Nel dettaglio si prevede la sperimentazione dell’assegno per l’assistenza alla ricollocazione (misura prevista dal jobs act), l’erogazione di un’indennità di partecipazione alle politiche previste dall’assegno per l’assistenza alla ricollocazione, proporzionata alla durata delle stesse, in favore dei soggetti privi di strumenti a sostegno del reddito e l’incentivo all’occupazione, che può essere richiesto dai datori di lavoro che assumono i soggetti destinatari dell’assegno per l’assistenza alla ricollocazione.
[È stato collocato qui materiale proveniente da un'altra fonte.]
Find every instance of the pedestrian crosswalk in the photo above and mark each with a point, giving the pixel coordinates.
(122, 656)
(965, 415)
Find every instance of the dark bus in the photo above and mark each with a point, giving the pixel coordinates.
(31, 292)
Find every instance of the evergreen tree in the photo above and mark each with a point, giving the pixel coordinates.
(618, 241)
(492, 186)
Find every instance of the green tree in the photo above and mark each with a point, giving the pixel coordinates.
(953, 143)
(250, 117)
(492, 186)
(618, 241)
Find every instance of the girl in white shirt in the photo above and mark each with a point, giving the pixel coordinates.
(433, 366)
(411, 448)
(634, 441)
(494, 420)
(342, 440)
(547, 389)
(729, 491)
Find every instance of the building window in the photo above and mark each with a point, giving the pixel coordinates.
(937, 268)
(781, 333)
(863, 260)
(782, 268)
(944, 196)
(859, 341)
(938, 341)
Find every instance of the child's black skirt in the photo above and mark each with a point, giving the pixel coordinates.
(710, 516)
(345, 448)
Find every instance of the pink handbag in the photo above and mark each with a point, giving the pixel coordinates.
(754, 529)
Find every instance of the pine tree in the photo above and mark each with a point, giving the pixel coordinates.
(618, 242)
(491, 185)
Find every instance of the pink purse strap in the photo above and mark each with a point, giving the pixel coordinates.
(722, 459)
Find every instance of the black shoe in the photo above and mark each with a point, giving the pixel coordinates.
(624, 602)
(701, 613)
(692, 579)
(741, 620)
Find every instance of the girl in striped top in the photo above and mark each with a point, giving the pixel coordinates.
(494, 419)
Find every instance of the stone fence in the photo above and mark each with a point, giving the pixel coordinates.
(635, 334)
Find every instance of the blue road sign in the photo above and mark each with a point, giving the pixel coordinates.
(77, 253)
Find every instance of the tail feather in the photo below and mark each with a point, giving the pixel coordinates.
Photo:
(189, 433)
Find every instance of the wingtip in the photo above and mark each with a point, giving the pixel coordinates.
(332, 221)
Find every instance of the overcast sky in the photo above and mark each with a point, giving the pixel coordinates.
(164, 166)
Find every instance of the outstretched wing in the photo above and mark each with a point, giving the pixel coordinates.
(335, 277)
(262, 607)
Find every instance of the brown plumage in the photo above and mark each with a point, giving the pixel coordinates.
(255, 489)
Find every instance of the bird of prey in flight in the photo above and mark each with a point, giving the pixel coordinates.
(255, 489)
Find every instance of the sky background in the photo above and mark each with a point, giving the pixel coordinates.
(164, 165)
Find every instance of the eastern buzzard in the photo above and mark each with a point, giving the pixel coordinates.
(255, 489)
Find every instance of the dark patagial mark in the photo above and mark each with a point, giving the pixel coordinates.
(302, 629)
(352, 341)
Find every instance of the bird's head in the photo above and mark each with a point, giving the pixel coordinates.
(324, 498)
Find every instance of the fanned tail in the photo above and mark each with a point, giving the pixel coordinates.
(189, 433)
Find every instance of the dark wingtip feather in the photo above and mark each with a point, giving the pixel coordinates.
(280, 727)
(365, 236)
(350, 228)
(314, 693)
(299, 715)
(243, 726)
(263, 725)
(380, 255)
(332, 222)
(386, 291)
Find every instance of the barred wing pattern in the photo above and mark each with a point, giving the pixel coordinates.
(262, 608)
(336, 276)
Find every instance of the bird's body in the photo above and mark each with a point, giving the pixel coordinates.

Gli incentivi, in particolare, sono riconosciuti per l’assunzione a tempo indeterminato o apprendistato di I e III livello full-time, per l’assunzione a tempo indeterminato o apprendistato di I e III livello part-time, per l’assunzione a tempo determinato o di somministrazione di durata maggiore uguale a 12 mesi, o apprendistato di II livello e per l’assunzione a tempo determinato o di somministrazione di durata da 6 a 12 mesi.

Gli importi per l’assistenza alla ricollocazione sono, altresì, definiti in funzione del punteggio di profilazione del destinatario della misura, definito in sede di sottoscrizione del Patto di Servizio Personalizzato, e del tipo e della durata del contratto (min 500 – max 5000 euro).

In questo quadro è opportuno segnalare come, peraltro a ridosso delle elezioni politiche del 4 aprile, si sia registrato una fortissima adesione da parte dei beneficiari, tanto che nei primi tre giorni è già stato raggiunto il limite massimo di 5.000 adesioni finanziabili e già impegnati i 30 milioni di euro disponibili per questo intervento.

Si è, così, proceduto al ritmo di oltre 1.500 percorsi di ricollocazione al giorno e il fatto che in così poco tempo si siano esaurite le significative risorse messe a disposizione, fa capire quanto sia ancora drammatica la situazione occupazionale in molte aree della Toscana, ex rossa, e che la crisi sia ancora lontana da passare.

Dati come questi, insomma, devono far riflettere la politica e sono certamente utili per provare a comprendere l’esito delle ultime elezioni.